Pendapat ini disampaikan oleh Syaikh Abdul Aziz bin Baz, Syaikh Abdul Razzaq Al-Afeefi, Syaikh Abdullah bin Ghudayan, dan Syaikh Abdullah bin Qa'ud dalam Fatwa Al-Lajnah Ad-Daimah (23/406-407).
Mereka juga ditanya:
"Seperti yang Anda ketahui, di Aljazair terdapat pemilu legislatif. Beberapa partai mendukung pemerintahan Islam, sementara yang lain menentang. Apa hukum bagi pemilih yang memilih untuk pemerintahan selain Islam, meskipun ia seorang yang menegakkan sholat?"
Mereka menjawab:
يجب على المسلمين في البلاد التي لا تحكم الشريعة الإسلامية ، أن يبذلوا جهدهم وما يستطيعونه في الحكم بالشريعة الإسلامية ، وأن يقوموا بالتكاتف يدا واحدة في مساعدة الحزب الذي يعرف منه أنه سيحكم بالشريعة الإسلامية ، وأما مساعدة من ينادي بعدم تطبيق الشريعة الإسلامية فهذا لا يجوز ، بل يؤدي بصاحبه إلى الكفر ؛ لقوله تعالى : (وَأَنِ احْكُمْ بَيْنَهُمْ بِمَا أَنْزَلَ اللَّهُ وَلَا تَتَّبِعْ أَهْوَاءَهُمْ وَاحْذَرْهُمْ أَنْ يَفْتِنُوكَ عَنْ بَعْضِ مَا أَنْزَلَ اللَّهُ إِلَيْكَ فَإِنْ تَوَلَّوْا فَاعْلَمْ أَنَّمَا يُرِيدُ اللَّهُ أَنْ يُصِيبَهُمْ بِبَعْضِ ذُنُوبِهِمْ وَإِنَّ كَثِيرًا مِنَ النَّاسِ لَفَاسِقُونَ * أَفَحُكْمَ الْجَاهِلِيَّةِ يَبْغُونَ وَمَنْ أَحْسَنُ مِنَ اللَّهِ حُكْمًا لِقَوْمٍ يُوقِنُونَ) المائدة/49-50 ، ولذلك لما بَيَّن اللهُ كفر من لم يحكم بالشريعة الإسلامية ، حذر من مساعدتهم أو اتخاذهم أولياء ، وأمر المؤمنين بالتقوى إن كانوا مؤمنين حقا ، فقال تعالى : (يَاأَيُّهَا الَّذِينَ آمَنُوا لَا تَتَّخِذُوا الَّذِينَ اتَّخَذُوا دِينَكُمْ هُزُوًا وَلَعِبًا مِنَ الَّذِينَ أُوتُوا الْكِتَابَ مِنْ قَبْلِكُمْ وَالْكُفَّارَ أَوْلِيَاءَ وَاتَّقُوا اللَّهَ إِنْ كُنْتُمْ مُؤْمِنِينَ) المائدة/57 . وبالله التوفيق ، وصلى الله على نبينا محمد وآله وصحبه وسلم
"Muslim di negara-negara yang tidak menerapkan hukum syariat Islam, harus berusaha semaksimal mungkin untuk menerapkan hukum syariat Islam, dan mereka harus bersatu padu membantu partai yang mereka ketahui akan menerapkan syariat Islam.
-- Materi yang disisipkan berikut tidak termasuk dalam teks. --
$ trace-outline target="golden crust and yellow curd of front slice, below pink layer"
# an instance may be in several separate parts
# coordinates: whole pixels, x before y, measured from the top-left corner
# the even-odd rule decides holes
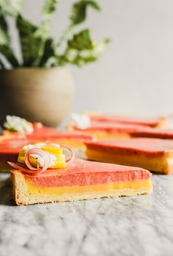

Adapun membantu pihak yang menyerukan untuk tidak menerapkan syariat Islam, itu tidak diperbolehkan, bahkan dapat mengantarkan pelakunya pada kekufuran; sebagaimana firman Allah: 'Dan hendaklah kamu memutuskan di antara mereka dengan apa yang telah diturunkan Allah, dan janganlah kamu mengikuti hawa nafsu mereka, dan berhati-hatilah terhadap mereka agar mereka tidak menyesatkanmu dari sebagian apa yang telah diturunkan Allah kepadamu. Jika mereka berpaling, maka ketahuilah bahwa Allah bermaksud menimpakan sebagian dosa-dosa mereka kepada mereka. Dan sesungguhnya kebanyakan manusia adalah orang-orang yang fasik.' (QS. Al-Maidah: 49-50). Oleh karena itu, ketika Allah menjelaskan kekufuran orang yang tidak menerapkan syariat Islam, Dia memperingatkan untuk tidak membantu atau menjadikan mereka sebagai wali. Allah memerintahkan orang-orang beriman untuk bertakwa jika mereka benar-benar beriman, sebagaimana firman-Nya: 'Wahai orang-orang yang beriman, janganlah kamu menjadikan orang-orang yang menjadikan agamamu sebagai ejekan dan permainan dari kalangan orang-orang yang diberi kitab sebelumnya dan orang-orang kafir sebagai wali, dan bertakwalah kepada Allah jika kamu benar-benar beriman.' (QS. Al-Maidah: 57)."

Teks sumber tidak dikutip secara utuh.